Miller: Oh no, I was happy. I had a blast. I was kind of surprised I got the job in the first place. I’d never played, obviously, I was just all of a sudden in the middle of the application process and one day I got a call asking if I’d like to do Monday Night Football. For a sports-geek kid, that’s being offered the keys to the kingdom. I was more than happy to jump in. I know that’s a pretty protective world and at any given moment half of America hated my guts and the other half liked me, but I’ve never really shied from stuff like that. I like pursuing jobs and they’ll have me until they don’t have me anymore. In the midst of it, I just try to have fun.

TV Guide: Tell us about your plans for the show.
Miller: I would say if I had to do the schematic, it would be akin to my HBO show but extrapolated out to an hour and we'll be adding an extra interview. We’ll have rants and funny sports pictures and some monologue up front. We’ll do one guest in the studio and one on the screen, which will give us access to more people all across the country, basically whoever is hot at the moment. The other one will be more of a legend situation if we can get one in the studio. There will also be a field reporter akin to what Jon [Stewart] does on The Daily Show when he sends people out into the field to do pieces. I’d say it will be like my HBO show, which was more about politics and events of the day, transposed into the world of sports — add an extra interview, a field reporter and a little more time talking about the events happening in sports, and that will fill out the hour.

TV Guide: Do you have an idea about your first rant yet?
Miller: I’m just going to talk about how happy I am to be back in sports and what makes a sports addict in this country. I think we all share a few common things and I’m going to speak to that and just express how happy I am to be back in the arena, as it were.

TV Guide: Who’s at the top of your list of sports figures you’d like to interview on the show?
Miller: Well, I think Tiger Woods is the greatest athlete ever, but I never bother people about whether they want to come on or not because they’ll come on at their own volition.
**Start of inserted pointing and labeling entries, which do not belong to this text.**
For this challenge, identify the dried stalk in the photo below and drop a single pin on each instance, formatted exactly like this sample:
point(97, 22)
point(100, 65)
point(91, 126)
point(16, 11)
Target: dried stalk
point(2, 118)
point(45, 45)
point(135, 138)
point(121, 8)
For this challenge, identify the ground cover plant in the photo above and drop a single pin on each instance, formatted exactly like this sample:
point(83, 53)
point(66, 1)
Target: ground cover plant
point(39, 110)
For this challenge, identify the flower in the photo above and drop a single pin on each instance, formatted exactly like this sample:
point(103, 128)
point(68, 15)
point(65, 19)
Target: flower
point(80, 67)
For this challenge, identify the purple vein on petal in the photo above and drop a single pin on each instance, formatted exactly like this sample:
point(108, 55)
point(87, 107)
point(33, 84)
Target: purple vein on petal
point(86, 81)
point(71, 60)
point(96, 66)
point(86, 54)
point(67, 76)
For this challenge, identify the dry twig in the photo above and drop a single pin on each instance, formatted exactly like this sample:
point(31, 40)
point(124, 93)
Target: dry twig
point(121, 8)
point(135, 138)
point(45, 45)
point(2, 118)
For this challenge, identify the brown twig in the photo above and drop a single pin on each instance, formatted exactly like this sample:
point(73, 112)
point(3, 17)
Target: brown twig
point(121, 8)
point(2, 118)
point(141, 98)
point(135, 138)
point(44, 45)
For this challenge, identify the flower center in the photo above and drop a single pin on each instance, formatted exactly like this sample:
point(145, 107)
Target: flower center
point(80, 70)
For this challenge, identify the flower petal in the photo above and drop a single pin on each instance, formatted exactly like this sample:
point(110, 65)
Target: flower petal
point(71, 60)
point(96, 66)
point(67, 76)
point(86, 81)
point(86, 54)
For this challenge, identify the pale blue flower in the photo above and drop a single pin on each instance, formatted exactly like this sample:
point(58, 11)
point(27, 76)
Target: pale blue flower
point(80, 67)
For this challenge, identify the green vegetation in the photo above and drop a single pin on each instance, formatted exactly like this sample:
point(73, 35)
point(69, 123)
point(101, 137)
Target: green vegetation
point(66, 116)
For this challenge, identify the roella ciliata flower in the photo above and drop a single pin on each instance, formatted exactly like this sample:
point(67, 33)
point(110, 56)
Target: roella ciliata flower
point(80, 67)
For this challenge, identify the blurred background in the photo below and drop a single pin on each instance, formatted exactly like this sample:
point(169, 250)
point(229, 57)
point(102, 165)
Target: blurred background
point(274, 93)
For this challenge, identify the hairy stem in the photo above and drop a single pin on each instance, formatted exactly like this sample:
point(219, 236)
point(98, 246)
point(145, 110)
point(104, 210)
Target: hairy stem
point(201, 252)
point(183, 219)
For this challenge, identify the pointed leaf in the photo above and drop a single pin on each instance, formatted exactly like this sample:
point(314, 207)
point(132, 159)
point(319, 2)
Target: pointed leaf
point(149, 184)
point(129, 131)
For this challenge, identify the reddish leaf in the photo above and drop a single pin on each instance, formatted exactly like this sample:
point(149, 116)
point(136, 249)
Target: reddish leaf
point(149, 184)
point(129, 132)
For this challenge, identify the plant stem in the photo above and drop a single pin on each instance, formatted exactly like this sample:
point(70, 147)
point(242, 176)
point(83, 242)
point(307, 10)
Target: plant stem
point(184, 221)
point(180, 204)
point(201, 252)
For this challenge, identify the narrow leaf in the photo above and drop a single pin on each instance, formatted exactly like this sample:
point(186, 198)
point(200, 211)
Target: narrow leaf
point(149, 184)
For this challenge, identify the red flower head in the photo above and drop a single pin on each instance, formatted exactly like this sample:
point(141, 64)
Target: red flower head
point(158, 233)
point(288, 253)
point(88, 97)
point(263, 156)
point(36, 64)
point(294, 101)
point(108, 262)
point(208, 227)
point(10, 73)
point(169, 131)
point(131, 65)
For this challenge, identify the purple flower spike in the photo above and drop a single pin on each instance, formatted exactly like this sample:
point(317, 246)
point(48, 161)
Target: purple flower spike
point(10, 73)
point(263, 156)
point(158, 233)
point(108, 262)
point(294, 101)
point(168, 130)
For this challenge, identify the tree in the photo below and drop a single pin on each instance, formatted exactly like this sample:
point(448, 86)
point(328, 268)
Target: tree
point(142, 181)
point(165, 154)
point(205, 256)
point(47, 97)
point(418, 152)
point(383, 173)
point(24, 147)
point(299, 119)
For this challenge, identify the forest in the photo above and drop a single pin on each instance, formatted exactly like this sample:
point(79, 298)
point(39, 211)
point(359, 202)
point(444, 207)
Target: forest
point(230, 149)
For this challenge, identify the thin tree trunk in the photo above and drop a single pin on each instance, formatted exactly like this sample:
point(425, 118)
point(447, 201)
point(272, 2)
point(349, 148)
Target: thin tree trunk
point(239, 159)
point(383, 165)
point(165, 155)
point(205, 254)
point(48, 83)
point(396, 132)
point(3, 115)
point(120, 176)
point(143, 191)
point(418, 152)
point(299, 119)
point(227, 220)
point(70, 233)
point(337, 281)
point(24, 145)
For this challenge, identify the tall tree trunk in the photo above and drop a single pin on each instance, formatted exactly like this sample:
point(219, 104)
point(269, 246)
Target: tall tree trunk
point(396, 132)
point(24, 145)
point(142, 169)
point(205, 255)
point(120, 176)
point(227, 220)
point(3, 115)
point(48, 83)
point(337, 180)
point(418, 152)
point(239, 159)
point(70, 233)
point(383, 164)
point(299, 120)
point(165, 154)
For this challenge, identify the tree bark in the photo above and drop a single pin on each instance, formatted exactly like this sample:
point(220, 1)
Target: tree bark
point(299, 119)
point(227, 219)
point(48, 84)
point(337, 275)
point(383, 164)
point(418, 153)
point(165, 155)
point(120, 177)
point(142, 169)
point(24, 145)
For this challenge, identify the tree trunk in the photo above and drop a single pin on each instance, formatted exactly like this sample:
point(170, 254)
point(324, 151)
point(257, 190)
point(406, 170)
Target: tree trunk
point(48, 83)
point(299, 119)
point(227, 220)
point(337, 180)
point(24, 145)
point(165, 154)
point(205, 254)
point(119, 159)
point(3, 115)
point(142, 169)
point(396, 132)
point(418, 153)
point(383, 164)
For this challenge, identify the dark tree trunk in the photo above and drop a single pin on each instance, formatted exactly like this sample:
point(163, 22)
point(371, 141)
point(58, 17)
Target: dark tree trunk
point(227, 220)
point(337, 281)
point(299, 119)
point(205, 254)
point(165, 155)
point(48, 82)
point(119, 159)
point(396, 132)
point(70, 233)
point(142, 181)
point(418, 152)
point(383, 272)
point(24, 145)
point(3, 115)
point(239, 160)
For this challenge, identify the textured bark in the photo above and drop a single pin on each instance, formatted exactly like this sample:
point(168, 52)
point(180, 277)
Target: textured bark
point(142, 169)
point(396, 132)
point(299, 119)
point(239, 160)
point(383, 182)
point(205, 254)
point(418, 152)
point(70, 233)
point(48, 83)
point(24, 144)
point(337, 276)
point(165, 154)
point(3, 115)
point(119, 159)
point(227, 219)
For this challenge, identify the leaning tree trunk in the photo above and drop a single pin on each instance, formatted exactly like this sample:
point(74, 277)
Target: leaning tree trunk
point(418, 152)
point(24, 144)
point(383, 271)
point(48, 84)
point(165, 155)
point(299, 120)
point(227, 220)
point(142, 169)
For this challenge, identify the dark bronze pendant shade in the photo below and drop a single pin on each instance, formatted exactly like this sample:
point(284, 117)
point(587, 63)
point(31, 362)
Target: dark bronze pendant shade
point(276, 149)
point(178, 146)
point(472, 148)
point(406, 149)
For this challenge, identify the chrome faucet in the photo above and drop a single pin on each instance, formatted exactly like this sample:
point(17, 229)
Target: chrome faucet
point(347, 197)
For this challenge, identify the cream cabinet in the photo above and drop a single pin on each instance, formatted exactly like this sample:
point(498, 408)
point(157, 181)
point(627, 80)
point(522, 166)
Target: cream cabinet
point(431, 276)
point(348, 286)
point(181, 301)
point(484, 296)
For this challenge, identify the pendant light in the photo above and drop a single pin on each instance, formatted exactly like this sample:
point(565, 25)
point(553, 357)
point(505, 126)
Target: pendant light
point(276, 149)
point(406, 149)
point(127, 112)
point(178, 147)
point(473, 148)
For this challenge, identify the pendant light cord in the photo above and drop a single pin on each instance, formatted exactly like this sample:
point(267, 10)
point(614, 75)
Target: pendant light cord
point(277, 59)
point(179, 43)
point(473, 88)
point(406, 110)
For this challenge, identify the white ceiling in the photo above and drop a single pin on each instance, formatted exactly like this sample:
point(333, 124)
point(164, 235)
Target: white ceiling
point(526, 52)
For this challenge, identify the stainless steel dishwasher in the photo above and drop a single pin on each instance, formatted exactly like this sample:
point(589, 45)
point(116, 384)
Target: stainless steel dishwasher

I like Rick Reilly as a writer, I think he’s brilliant. He’s like a combination of Dave Barry and Jim Murray. I’d hope he’d come on and talk periodically. I like Tom Brady. He’s nails. Josh Beckett. When they need to, they blink once every two hours and they just get it done. I like the look in their eyes. Those are the guys that interest me, the guys with that look.

TV Guide: What do you like about sports today?
Miller: I like that it’s resolution in a world where obviously we live in the most serious of times, it is a resolution on a daily basis of a non-life-and-death matter. You can get scores at the end of the day and everything is figured out in a world where for god’s sake there is so much heartache and so much gray area. I find something calm in the resolution of sports. It happens on a Tuesday and you get a whole bunch of resolutions the next day. I find it calming in that regard.

TV Guide: On the flip side, what do you like least about sports today?
Miller: I’ll be honest with you, I’m a traditionalist. I think that Henry [Hank] Aaron earned that record and I don’t know exactly what Barry Bonds was popping down his gullet. But I do know that when I watched him come up with the Pirates, he was a pretty live character, and then one day I tuned in and he was as big as the Michelin Man. It saddens me because I think Aaron did it the right way. I guess the times are changing and I’m starting to sound like the old men I used to poke fun at. Things always change.

TV Guide: What sports do you watch?
I love NBA hoops, the NFL, postseason baseball. I don’t watch it as much during the season because they broke my heart in 1994 when they canceled the Series. I can watch a little curling. I don’t know what the hell they are doing, but I like it when they take the big tea kettle, slide it down the ice and start sweeping. It looks funny to me.

TV Guide: Since you'll be on basic cable, are you going to have to tone anything down?
Miller: No. I did Monday Night Football for two years and the closest I ever came to cursing was pronouncing Marshall Faulk’s name when he was playing for the Rams, so it’s pretty easy except when announcing a Marshall Faulk game.